Other Model Attacks

Learn about how models can be hacked or coerced into revealing private information.

Model security is essentially just cybersecurity for models. It has been demonstrated many times in the past that when attacked in the right way, models can reveal sensitive information about the data they were trained on. This can be a big risk for companies with data that must comply with legislation like HIPAA and GDPR.

The need for model security

In recent times, it has been demonstrated that LLMs (particularly ChatGPT) can occasionally surface an individual's data. Recall the famous Samsung case, in which Samsung employees used ChatGPT for something related to one of their proprietary products, leading to leaked private information elsewhere.

Even in traditional ML domains, models can be attacked (called privacy attacks) to force them to reveal private data. As we’ve seen in other lessons, they can also be attacked to cause nefarious consequences to happen (adversarial attacks). In an excellent 2021 paperRigaki, M., Garcia, S. “A Survey of Privacy Attacks in Machine Learning.” 2021., researchers outlined the various ways machine learning algorithms (not just centralized ML, but federated ML too) can be subject to privacy attacks.

The need for model security has never been greater. Adversarial attacks are just one special type of security concern.

Traditional model risks

Some of the same risks that cybersecurity experts know and love are genuine concerns for ML models as well. These include ways of shutting down a served model or even including trapdoors for later usage.

Backdoors

Backdoors are essentially planted patterns in a training set that seem innocuous until the model is in deployment, where specific input examples can trigger learned behavior in an algorithm and produce problematic outcomes.

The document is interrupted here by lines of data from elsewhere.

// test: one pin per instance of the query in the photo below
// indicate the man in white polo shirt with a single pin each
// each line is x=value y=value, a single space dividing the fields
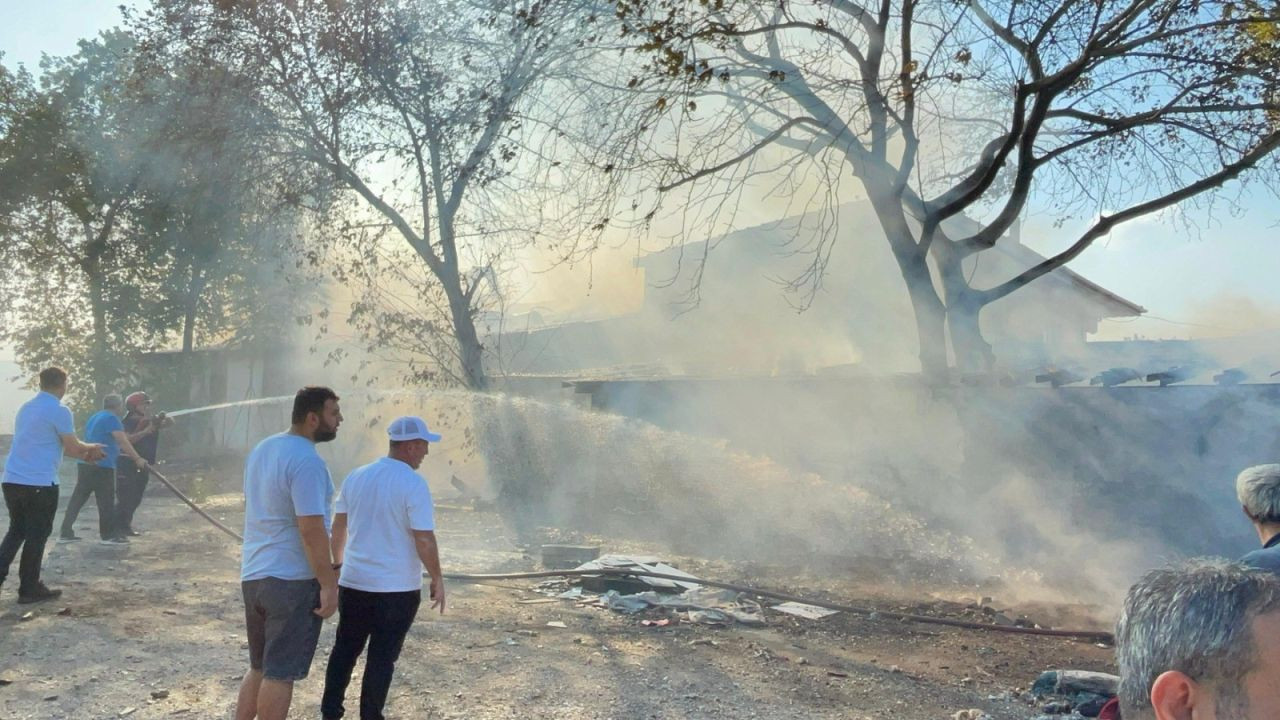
x=41 y=433
x=383 y=534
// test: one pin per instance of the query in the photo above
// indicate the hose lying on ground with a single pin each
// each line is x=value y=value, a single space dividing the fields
x=1096 y=636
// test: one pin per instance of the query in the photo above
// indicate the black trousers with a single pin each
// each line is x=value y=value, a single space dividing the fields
x=99 y=482
x=31 y=519
x=129 y=484
x=382 y=619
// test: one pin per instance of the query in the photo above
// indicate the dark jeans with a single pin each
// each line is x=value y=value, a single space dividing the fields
x=31 y=519
x=129 y=484
x=100 y=482
x=382 y=619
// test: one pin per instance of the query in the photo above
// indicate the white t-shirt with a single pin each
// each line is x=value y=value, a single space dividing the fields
x=384 y=501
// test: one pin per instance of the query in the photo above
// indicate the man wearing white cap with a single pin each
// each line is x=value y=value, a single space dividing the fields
x=383 y=534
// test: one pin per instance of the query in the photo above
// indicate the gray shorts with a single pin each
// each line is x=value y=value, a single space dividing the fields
x=282 y=628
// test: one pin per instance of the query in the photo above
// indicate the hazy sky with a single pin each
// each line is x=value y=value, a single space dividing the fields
x=1217 y=281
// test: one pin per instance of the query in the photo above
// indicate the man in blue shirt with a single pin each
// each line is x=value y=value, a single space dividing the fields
x=42 y=432
x=1258 y=491
x=99 y=478
x=287 y=573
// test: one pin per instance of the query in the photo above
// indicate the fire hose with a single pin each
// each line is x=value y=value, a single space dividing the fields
x=1093 y=636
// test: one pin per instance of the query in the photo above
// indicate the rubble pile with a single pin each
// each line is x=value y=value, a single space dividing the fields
x=1073 y=693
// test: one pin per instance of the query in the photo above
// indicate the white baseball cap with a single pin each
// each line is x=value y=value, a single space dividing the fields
x=410 y=428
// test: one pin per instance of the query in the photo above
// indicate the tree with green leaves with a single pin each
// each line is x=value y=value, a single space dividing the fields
x=133 y=215
x=1105 y=110
x=74 y=173
x=423 y=121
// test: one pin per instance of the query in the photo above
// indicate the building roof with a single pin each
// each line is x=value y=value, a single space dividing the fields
x=1009 y=247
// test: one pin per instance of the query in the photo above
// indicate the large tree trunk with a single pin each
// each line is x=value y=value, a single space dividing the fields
x=99 y=359
x=192 y=305
x=927 y=306
x=929 y=320
x=470 y=351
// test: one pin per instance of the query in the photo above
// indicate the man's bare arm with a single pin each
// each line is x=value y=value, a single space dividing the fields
x=315 y=542
x=338 y=537
x=429 y=552
x=145 y=428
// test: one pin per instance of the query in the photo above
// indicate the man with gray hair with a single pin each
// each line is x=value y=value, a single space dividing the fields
x=1201 y=641
x=1258 y=491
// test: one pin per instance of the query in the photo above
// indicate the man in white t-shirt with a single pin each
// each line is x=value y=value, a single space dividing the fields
x=383 y=534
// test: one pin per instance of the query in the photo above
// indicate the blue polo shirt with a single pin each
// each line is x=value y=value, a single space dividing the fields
x=37 y=442
x=1266 y=559
x=99 y=429
x=284 y=477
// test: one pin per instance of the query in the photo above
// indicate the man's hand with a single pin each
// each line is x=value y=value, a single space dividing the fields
x=328 y=601
x=438 y=593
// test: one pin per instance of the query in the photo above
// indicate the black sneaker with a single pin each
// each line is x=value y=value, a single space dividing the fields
x=40 y=595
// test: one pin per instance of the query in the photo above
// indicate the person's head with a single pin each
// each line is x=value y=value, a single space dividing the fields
x=138 y=402
x=113 y=404
x=1201 y=641
x=410 y=440
x=1258 y=492
x=316 y=414
x=54 y=381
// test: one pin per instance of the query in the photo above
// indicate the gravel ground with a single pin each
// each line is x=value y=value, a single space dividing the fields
x=155 y=630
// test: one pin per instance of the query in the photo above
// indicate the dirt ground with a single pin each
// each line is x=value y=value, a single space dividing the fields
x=155 y=630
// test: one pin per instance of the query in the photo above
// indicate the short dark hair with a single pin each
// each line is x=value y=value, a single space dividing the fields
x=53 y=378
x=310 y=399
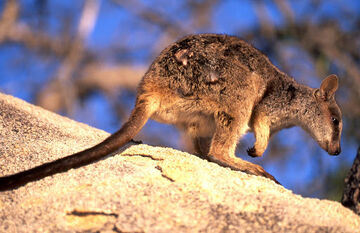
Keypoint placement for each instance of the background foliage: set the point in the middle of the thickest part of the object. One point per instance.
(84, 59)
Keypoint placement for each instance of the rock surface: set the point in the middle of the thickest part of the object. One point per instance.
(141, 188)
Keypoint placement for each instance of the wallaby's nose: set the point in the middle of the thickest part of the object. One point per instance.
(338, 151)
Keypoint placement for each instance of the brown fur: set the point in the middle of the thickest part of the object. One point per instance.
(216, 88)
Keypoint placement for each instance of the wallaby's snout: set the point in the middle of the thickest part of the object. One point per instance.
(334, 149)
(327, 123)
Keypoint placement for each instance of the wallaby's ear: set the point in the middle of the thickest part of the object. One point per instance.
(328, 87)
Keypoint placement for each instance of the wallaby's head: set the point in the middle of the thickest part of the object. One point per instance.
(324, 121)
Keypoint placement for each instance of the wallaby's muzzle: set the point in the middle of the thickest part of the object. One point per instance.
(334, 149)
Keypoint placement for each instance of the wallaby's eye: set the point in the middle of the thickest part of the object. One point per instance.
(335, 121)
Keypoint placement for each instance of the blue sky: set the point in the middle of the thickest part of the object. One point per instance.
(23, 72)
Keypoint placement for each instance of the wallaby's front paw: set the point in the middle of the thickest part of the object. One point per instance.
(253, 152)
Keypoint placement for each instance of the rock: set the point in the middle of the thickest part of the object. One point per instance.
(141, 188)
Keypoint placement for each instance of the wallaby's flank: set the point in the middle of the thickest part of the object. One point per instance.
(216, 88)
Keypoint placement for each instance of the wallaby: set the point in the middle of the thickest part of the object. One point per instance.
(216, 88)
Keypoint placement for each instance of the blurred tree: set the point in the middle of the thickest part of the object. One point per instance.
(70, 55)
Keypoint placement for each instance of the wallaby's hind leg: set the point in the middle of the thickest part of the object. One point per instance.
(202, 146)
(223, 144)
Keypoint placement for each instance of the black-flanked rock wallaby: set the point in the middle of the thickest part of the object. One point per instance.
(216, 88)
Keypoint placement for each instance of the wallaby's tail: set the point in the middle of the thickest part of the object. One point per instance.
(143, 110)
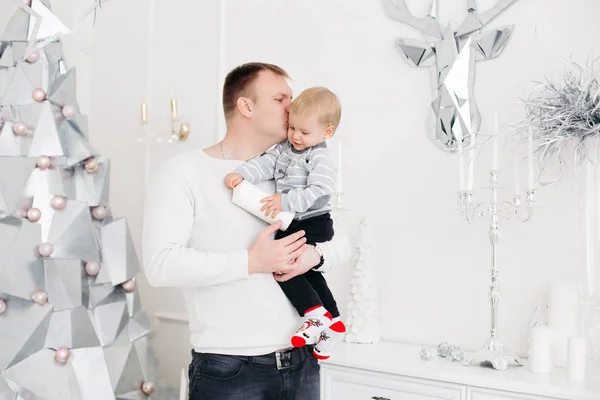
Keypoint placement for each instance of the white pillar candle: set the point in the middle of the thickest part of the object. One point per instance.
(471, 169)
(530, 158)
(339, 177)
(576, 359)
(517, 178)
(183, 386)
(495, 143)
(563, 312)
(461, 169)
(248, 197)
(540, 350)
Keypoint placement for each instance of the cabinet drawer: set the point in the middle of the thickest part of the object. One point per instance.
(340, 383)
(488, 394)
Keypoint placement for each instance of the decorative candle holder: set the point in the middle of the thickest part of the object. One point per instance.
(493, 351)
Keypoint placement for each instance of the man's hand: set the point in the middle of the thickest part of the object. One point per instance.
(233, 179)
(272, 205)
(307, 260)
(277, 256)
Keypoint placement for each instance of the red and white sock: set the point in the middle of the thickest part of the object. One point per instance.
(316, 319)
(329, 338)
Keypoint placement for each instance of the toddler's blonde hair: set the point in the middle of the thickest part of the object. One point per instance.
(319, 102)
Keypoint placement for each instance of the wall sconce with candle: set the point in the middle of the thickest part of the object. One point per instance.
(180, 131)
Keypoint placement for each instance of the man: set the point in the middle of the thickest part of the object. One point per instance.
(226, 260)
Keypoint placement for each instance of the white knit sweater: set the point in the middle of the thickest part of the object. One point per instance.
(194, 238)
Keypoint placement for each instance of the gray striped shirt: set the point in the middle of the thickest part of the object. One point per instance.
(305, 179)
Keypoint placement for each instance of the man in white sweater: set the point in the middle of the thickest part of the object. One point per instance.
(226, 260)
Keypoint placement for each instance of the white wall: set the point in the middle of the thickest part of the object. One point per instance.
(432, 269)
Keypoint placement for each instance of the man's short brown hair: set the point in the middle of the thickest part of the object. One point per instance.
(238, 83)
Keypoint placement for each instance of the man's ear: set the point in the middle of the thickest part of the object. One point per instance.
(245, 106)
(329, 132)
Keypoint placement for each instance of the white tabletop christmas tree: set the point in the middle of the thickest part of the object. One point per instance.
(362, 311)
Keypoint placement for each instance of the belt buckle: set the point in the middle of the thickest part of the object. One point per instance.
(283, 358)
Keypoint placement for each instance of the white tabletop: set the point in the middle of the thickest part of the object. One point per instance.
(404, 359)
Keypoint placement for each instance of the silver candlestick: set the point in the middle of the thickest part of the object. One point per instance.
(493, 351)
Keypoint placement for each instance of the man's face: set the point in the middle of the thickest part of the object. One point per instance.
(273, 98)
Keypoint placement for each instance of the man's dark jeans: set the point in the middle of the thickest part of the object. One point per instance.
(289, 375)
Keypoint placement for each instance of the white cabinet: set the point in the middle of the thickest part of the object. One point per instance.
(394, 371)
(486, 394)
(340, 383)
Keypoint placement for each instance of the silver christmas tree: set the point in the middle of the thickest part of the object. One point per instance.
(71, 322)
(362, 314)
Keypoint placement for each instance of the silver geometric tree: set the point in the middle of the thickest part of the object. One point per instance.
(362, 313)
(71, 322)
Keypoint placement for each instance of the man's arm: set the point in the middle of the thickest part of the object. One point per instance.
(261, 168)
(167, 226)
(337, 252)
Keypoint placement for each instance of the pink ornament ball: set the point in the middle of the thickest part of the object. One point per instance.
(20, 128)
(92, 268)
(34, 214)
(46, 249)
(91, 165)
(40, 297)
(39, 95)
(58, 202)
(43, 162)
(35, 56)
(62, 355)
(99, 212)
(69, 111)
(148, 387)
(128, 286)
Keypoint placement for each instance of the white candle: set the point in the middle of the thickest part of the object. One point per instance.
(183, 386)
(339, 177)
(517, 169)
(461, 169)
(495, 143)
(248, 197)
(530, 158)
(540, 350)
(576, 359)
(471, 168)
(563, 311)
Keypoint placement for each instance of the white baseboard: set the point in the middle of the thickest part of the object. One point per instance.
(172, 317)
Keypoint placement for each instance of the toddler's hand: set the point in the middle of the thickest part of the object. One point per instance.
(272, 205)
(233, 179)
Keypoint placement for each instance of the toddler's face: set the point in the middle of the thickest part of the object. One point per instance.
(304, 132)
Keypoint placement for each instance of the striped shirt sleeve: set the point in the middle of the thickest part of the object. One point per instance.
(261, 168)
(320, 183)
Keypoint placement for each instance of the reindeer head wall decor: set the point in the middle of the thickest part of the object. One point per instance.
(452, 53)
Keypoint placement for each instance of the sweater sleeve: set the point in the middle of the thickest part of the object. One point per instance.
(167, 227)
(261, 168)
(320, 183)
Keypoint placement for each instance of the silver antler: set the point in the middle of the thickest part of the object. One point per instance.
(476, 21)
(397, 10)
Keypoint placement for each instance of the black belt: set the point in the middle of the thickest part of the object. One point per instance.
(282, 359)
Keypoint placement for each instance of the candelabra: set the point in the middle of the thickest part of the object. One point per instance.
(493, 351)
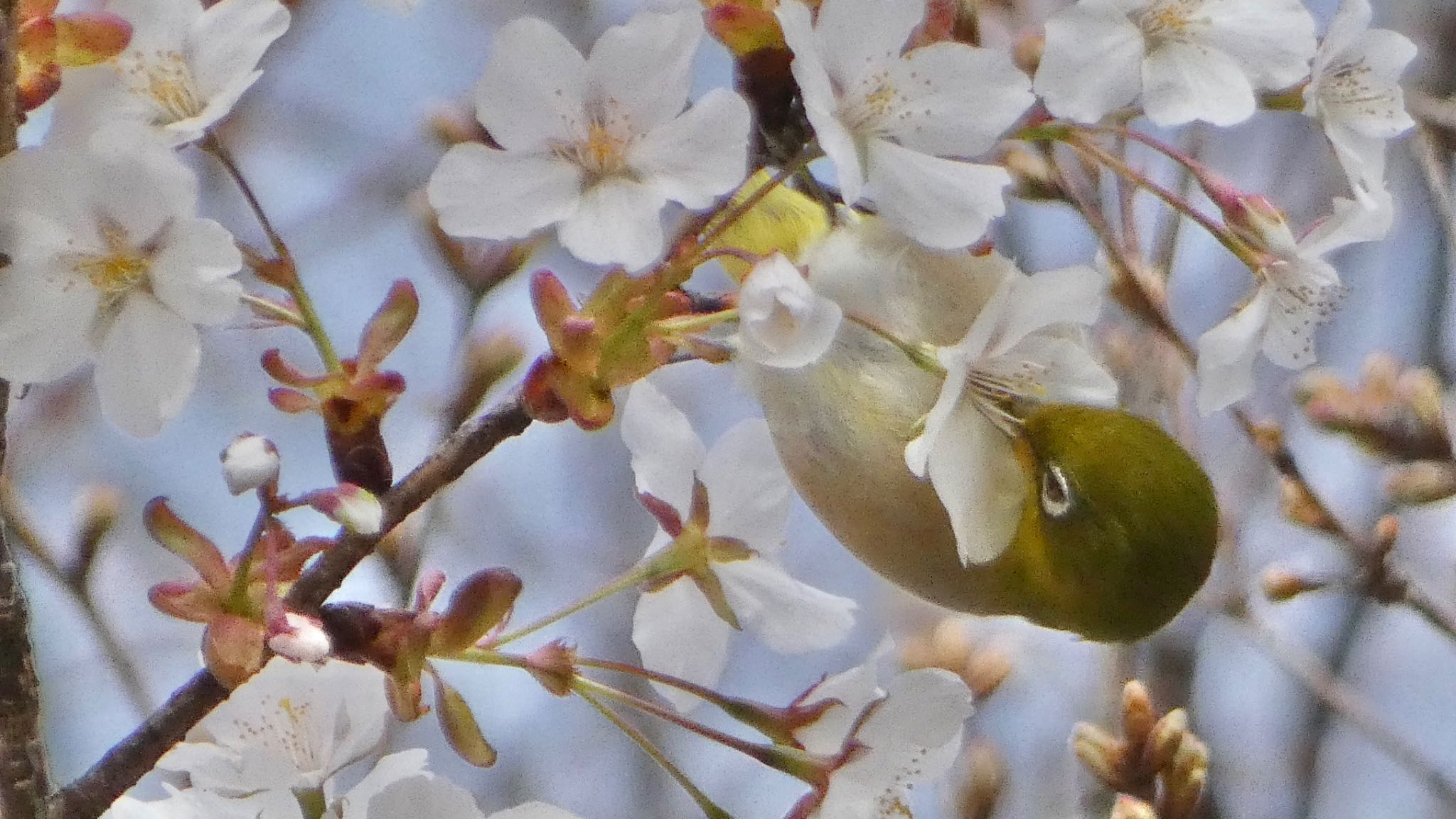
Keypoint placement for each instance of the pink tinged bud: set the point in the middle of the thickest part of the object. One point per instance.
(461, 727)
(251, 462)
(300, 638)
(554, 665)
(186, 601)
(481, 604)
(405, 698)
(668, 518)
(233, 649)
(286, 373)
(389, 326)
(350, 506)
(291, 401)
(187, 542)
(429, 589)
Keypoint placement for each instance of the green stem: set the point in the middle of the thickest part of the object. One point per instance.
(696, 323)
(786, 759)
(236, 601)
(312, 324)
(1172, 200)
(635, 576)
(921, 355)
(704, 802)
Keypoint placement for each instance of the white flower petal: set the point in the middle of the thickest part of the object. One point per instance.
(979, 481)
(535, 88)
(698, 156)
(788, 616)
(1349, 223)
(1226, 355)
(533, 810)
(855, 37)
(644, 68)
(855, 690)
(939, 203)
(1072, 295)
(494, 194)
(389, 770)
(1091, 62)
(618, 220)
(781, 321)
(957, 362)
(958, 98)
(747, 488)
(1072, 373)
(678, 634)
(912, 737)
(289, 726)
(1273, 41)
(146, 366)
(1351, 19)
(922, 709)
(191, 274)
(230, 38)
(46, 316)
(1184, 82)
(665, 451)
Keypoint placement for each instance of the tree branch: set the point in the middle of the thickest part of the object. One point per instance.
(139, 752)
(22, 754)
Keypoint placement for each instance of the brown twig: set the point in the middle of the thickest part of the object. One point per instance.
(18, 520)
(127, 761)
(1343, 700)
(1383, 582)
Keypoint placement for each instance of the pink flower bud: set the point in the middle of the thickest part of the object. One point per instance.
(251, 462)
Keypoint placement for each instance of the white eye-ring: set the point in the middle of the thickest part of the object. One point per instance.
(1056, 493)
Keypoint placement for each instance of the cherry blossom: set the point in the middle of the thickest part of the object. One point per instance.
(1297, 290)
(781, 321)
(1181, 60)
(1022, 347)
(890, 120)
(109, 262)
(884, 739)
(186, 69)
(1354, 91)
(290, 729)
(594, 144)
(730, 506)
(400, 787)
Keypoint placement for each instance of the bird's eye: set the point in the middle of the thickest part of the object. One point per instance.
(1056, 493)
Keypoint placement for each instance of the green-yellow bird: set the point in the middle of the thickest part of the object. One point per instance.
(1118, 523)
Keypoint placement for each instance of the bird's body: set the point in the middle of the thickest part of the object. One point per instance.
(1133, 541)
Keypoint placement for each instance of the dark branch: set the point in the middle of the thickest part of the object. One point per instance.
(124, 764)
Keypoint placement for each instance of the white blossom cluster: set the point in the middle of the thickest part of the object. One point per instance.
(277, 746)
(111, 264)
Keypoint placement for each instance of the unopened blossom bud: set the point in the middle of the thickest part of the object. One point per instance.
(251, 462)
(983, 784)
(1132, 808)
(97, 512)
(1098, 751)
(1027, 51)
(1167, 738)
(300, 638)
(782, 323)
(1282, 585)
(350, 506)
(1138, 712)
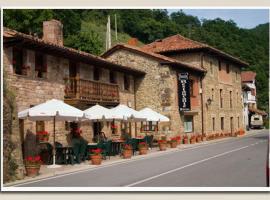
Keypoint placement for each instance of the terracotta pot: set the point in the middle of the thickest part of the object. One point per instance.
(96, 159)
(32, 170)
(143, 150)
(173, 144)
(127, 153)
(185, 141)
(162, 146)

Especially nowadays, when models are increasingly trained by third-party service providers, this becomes a particularly prevalent risk.

Denial-of-service (DoS)

Denial-of-service attacks are attempts by an attacker to overload the model’s computational resources and knock it offline. This can be done in a variety of ways. For example, one could simply overload the model with inference requests and force it to consume additional resources. Adversarial examples and other hard-to-predict inputs could also cause the model to work overtime and overload the server.

ML-specific risks

In addition to traditional cybersecurity concerns, models have risks associated with the premise that ML algorithms have parts of the training data stored in their parameters. Attackers attempting to force leakage of this information have several methods for doing so.

Model extraction

Model extraction is the reverse engineering of an ML model from its outputs. It’s a simple attack that’s quite easy to control. First, an attacker repeatedly queries a model and stores the inputs and outputs. Then, they train and fine-tune a new ML model on this data. They end up with a second model that performs very similarly to the first, but can now use it maliciously.